Dans cette affaire, le ministre a commencé par dire que le congédiement était sa décision, puis qu’il l’avait « personnellement autorisé », pour finalement écrire sur sa page Facebook qu’il avait été informé de la décision. Dans notre régime, du point de vue légal, le ministre décide de tout dans son ministère, mais il est tout à fait inhabituel qu’il soit mêlé à une décision administrative touchant le congédiement d’un simple employé. Le sous-ministre n’a peut-être pas voulu que ce soit le ministre qui serve ici de paratonnerre, mais c’est le résultat qu’il a obtenu. Le message qu’envoie le sous-ministre, avec la bénédiction du ministre, c’est que l’administration sera sans pitié envers les fonctionnaires qui, dans l’intérêt public, se feraient lanceurs d’alerte.

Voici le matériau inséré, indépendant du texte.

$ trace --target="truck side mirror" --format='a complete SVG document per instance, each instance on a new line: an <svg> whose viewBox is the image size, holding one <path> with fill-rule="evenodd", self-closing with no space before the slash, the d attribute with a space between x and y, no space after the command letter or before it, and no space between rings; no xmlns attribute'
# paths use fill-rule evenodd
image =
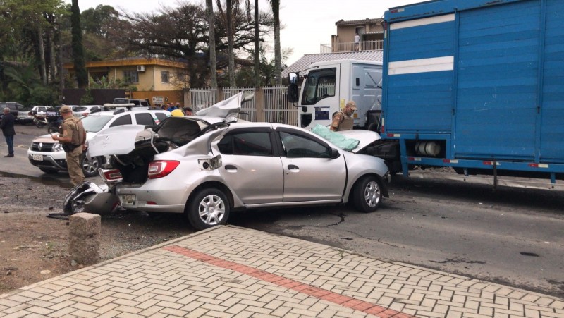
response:
<svg viewBox="0 0 564 318"><path fill-rule="evenodd" d="M288 101L293 104L297 103L300 99L299 95L300 90L298 89L298 84L290 84L288 87Z"/></svg>

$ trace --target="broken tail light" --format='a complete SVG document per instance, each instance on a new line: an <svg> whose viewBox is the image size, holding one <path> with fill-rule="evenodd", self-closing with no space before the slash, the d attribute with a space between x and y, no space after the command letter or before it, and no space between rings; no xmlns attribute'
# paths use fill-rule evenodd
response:
<svg viewBox="0 0 564 318"><path fill-rule="evenodd" d="M147 176L149 179L157 179L168 176L180 164L175 160L157 160L149 164Z"/></svg>

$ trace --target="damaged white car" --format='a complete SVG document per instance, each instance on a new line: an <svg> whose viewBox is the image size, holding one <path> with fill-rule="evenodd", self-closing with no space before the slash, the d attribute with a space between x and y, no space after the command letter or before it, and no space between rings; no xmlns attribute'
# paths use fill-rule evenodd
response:
<svg viewBox="0 0 564 318"><path fill-rule="evenodd" d="M369 212L388 195L384 161L355 153L378 134L367 132L374 134L371 138L343 150L294 126L238 122L241 98L198 116L168 118L158 127L100 132L88 152L110 156L111 169L101 169L101 176L111 185L90 190L80 202L68 196L66 208L109 209L112 200L95 200L97 192L107 192L127 209L183 213L194 228L203 229L226 224L231 212L243 209L352 202ZM75 197L87 188L82 185ZM94 206L95 201L106 205Z"/></svg>

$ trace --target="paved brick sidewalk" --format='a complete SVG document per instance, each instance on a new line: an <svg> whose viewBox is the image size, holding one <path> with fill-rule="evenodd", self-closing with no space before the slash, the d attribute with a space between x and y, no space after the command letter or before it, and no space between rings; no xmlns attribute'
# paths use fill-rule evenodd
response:
<svg viewBox="0 0 564 318"><path fill-rule="evenodd" d="M0 295L0 316L564 317L564 301L227 226Z"/></svg>

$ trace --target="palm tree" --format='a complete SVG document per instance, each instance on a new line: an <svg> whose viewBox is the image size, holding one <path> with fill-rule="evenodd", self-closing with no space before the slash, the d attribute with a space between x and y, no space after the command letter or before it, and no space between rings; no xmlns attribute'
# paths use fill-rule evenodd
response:
<svg viewBox="0 0 564 318"><path fill-rule="evenodd" d="M276 85L282 85L282 54L280 49L280 0L269 0L274 20L274 72Z"/></svg>
<svg viewBox="0 0 564 318"><path fill-rule="evenodd" d="M209 30L209 72L212 88L217 87L217 60L216 58L216 31L214 25L214 0L206 0L207 23Z"/></svg>

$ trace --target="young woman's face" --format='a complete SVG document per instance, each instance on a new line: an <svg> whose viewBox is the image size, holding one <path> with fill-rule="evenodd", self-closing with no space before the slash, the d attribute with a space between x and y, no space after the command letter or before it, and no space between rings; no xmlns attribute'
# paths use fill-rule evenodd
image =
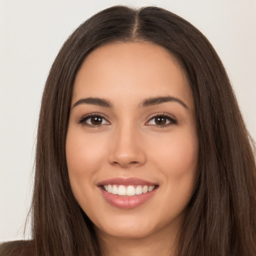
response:
<svg viewBox="0 0 256 256"><path fill-rule="evenodd" d="M198 147L191 89L165 49L116 43L86 58L66 154L74 197L100 234L176 230L195 187Z"/></svg>

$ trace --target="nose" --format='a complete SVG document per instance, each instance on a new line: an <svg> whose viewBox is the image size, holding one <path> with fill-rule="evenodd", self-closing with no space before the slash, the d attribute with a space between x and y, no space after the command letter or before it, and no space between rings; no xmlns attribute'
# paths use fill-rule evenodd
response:
<svg viewBox="0 0 256 256"><path fill-rule="evenodd" d="M146 161L144 146L142 136L135 128L120 127L111 139L110 163L122 168L142 165Z"/></svg>

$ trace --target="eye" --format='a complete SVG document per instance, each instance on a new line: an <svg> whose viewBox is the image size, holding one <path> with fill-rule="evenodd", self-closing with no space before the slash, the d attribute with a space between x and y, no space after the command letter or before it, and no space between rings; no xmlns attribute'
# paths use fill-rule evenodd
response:
<svg viewBox="0 0 256 256"><path fill-rule="evenodd" d="M88 126L99 126L102 124L109 124L110 123L100 114L90 114L83 117L79 123Z"/></svg>
<svg viewBox="0 0 256 256"><path fill-rule="evenodd" d="M160 114L152 118L146 123L146 125L164 127L176 124L177 121L174 118L166 114Z"/></svg>

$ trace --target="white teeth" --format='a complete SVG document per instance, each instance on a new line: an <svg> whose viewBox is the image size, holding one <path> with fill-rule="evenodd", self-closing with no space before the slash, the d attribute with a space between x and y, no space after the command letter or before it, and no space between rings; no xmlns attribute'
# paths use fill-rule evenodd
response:
<svg viewBox="0 0 256 256"><path fill-rule="evenodd" d="M142 190L142 192L143 193L146 193L148 192L148 186L144 186Z"/></svg>
<svg viewBox="0 0 256 256"><path fill-rule="evenodd" d="M150 186L148 187L148 192L150 192L150 191L152 191L154 188L154 186Z"/></svg>
<svg viewBox="0 0 256 256"><path fill-rule="evenodd" d="M135 189L135 194L142 194L142 186L140 185L137 186Z"/></svg>
<svg viewBox="0 0 256 256"><path fill-rule="evenodd" d="M135 194L135 188L134 186L128 186L126 189L126 196L134 196Z"/></svg>
<svg viewBox="0 0 256 256"><path fill-rule="evenodd" d="M123 185L104 185L103 188L108 193L118 196L132 196L136 194L141 194L152 191L156 186L147 186L138 185L134 186L130 185L126 187Z"/></svg>
<svg viewBox="0 0 256 256"><path fill-rule="evenodd" d="M110 186L110 185L108 185L108 186ZM118 186L116 185L114 185L112 187L112 194L118 194Z"/></svg>
<svg viewBox="0 0 256 256"><path fill-rule="evenodd" d="M126 196L126 188L123 185L120 185L118 187L118 194L119 196Z"/></svg>
<svg viewBox="0 0 256 256"><path fill-rule="evenodd" d="M111 185L108 185L108 192L109 193L112 192L112 186Z"/></svg>

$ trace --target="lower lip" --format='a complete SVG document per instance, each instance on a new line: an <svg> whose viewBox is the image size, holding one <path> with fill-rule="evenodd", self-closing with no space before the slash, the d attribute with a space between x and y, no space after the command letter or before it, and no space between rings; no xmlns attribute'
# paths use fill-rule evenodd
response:
<svg viewBox="0 0 256 256"><path fill-rule="evenodd" d="M108 193L100 187L103 197L110 204L118 208L130 209L140 206L149 200L156 192L158 186L147 193L135 196L118 196Z"/></svg>

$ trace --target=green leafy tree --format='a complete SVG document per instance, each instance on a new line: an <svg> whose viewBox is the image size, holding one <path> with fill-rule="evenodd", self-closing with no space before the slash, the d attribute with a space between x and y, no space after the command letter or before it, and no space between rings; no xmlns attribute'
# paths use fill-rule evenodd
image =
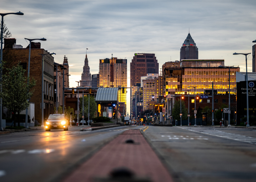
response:
<svg viewBox="0 0 256 182"><path fill-rule="evenodd" d="M26 70L18 64L11 68L7 68L6 73L3 76L3 92L1 93L3 98L3 105L12 111L14 114L14 126L16 126L16 113L19 118L18 126L20 126L20 113L29 105L28 100L32 97L36 85L36 81L31 80L24 74Z"/></svg>
<svg viewBox="0 0 256 182"><path fill-rule="evenodd" d="M181 101L181 113L182 114L182 120L185 120L188 118L188 109L186 108L185 102ZM172 117L176 120L180 120L179 114L181 112L181 100L178 99L175 101L173 107L172 108Z"/></svg>
<svg viewBox="0 0 256 182"><path fill-rule="evenodd" d="M85 121L88 120L88 105L89 97L87 95L84 96L84 120ZM83 97L79 98L80 104L79 108L80 109L80 114L79 114L80 118L82 118L83 116ZM93 96L90 96L90 119L91 120L94 117L94 113L97 110L97 104L95 102L94 97Z"/></svg>

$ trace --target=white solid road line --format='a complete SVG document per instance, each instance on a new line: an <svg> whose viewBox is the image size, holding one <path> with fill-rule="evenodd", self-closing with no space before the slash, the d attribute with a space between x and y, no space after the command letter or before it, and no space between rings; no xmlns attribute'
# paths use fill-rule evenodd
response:
<svg viewBox="0 0 256 182"><path fill-rule="evenodd" d="M250 136L245 136L234 133L227 133L210 128L188 128L186 127L179 127L179 128L192 131L231 139L237 141L246 142L252 144L256 144L256 138L253 138Z"/></svg>
<svg viewBox="0 0 256 182"><path fill-rule="evenodd" d="M0 177L2 177L3 176L4 176L5 175L6 173L5 171L3 170L0 170Z"/></svg>

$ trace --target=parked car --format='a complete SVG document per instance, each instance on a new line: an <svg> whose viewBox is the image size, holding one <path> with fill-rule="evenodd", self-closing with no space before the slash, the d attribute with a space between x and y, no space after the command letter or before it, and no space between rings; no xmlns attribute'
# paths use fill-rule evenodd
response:
<svg viewBox="0 0 256 182"><path fill-rule="evenodd" d="M45 131L51 131L51 129L63 129L67 131L68 129L68 123L64 114L50 114L46 121Z"/></svg>

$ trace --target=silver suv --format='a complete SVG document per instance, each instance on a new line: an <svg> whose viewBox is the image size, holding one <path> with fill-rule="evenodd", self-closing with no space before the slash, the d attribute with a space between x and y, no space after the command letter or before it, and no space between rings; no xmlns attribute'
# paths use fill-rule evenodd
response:
<svg viewBox="0 0 256 182"><path fill-rule="evenodd" d="M51 131L51 129L64 129L64 131L68 129L68 122L64 114L50 114L46 123L45 128L46 131Z"/></svg>

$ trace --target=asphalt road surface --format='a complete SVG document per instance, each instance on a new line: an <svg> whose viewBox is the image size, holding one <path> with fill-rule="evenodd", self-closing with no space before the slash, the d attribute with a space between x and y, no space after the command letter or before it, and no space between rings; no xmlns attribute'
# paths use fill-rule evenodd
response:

L’autre leçon à tirer de cette sanction, c’est que la Loi facilitant la divulgation d’actes répréhensibles à l’égard des organismes publics, adoptée en 2016 et censée protéger les lanceurs d’alerte, peut se transformer en piège à cons. Comme le prévoit la Loi, l’agronome Louis Robert s’est d’abord adressé au ministère. Mais ce faisant, il s’est révélé comme étant la source probable de la fuite quand, devant l’absence de réaction, il s’est tourné vers les médias. Plutôt que d’en parler au ministère, il aurait mieux fait de transmettre sa dénonciation au Protecteur du citoyen, comme il est aussi prévu.

Il est clair que cette loi a pour effet de mettre le couvercle sur la marmite. Dénoncez, mais que ça reste entre nous, semble-t-on dire. Même quand un fonctionnaire a des motifs de croire qu’un acte répréhensible « présente un risque grave pour la santé et la sécurité d’une personne ou pour l’environnement », comme la Loi l’édicte et comme c’est le cas ici, le lanceur d’alerte doit informer la police avant de communiquer avec les médias ; c’est donc à la police de décider si la dénonciation doit être rendue publique ou non. Bref, cette loi ne protège pas les fonctionnaires qui, dans l’intérêt public, alertent les médias.

Enfin, le fond de l’affaire, c’est que l’industrie des pesticides et les intérêts derrière l’agriculture industrielle forment de puissants lobbies et que, comme partout dans le monde, ils n’hésitent pas à travestir la recherche scientifique. En avalisant ce congédiement, André Lamontagne envoie le message que son ministère est résolument de leur côté et qu’il mène le même combat contre les scientifiques qui se rebiffent.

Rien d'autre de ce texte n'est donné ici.